In a paper published in Science Advances, the researchers have demonstrated just how far upstream bacteria can travel despite what appears to be erratic movement. The team designed an experiment with E. coli bacteria swimming against fluid flow in microfluidic channels, which they filmed. They examined to what extent the confinement was important in the macroscopic transport of the bacteria.
“Our measurements suggest that upstream-swimming bacteria can overcome distances comparable to the sizes of human organs, tens of millimeters in some tens of minutes under conditions of high confinement,” said Nuris Figueroa-Morales, Penn State bioengineering postdoctoral researcher and lead author of the publication. “In the human urinary tract, for example, ureters are tubes with muscular walls that undergo successive waves of active muscular contraction to move liquid from the kidney to the bladder.
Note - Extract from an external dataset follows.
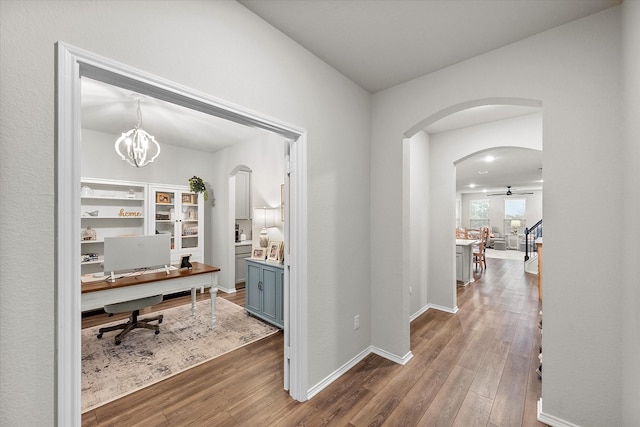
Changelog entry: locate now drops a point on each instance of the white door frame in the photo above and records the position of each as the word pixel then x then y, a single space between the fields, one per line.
pixel 71 64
When totally contracted, they collapse to a slit-shaped, very confined cross section, possibly favorable to upstream bacterial migration.”
The flow’s confinement is an essential ingredient for upstream contamination. Bacteria move forward in upstream paths but are interrupted by downstream transport, when they are carried by fast flows near the center of the channel. The wider the channel, the further bacteria are transported back before restarting their motion upstream close to walls. In a narrow channel, the bacteria move much quicker and more consistently upstream — an effect the researchers named “super-contamination.” Their findings could explain why some infections rapidly become life-threatening medical emergencies.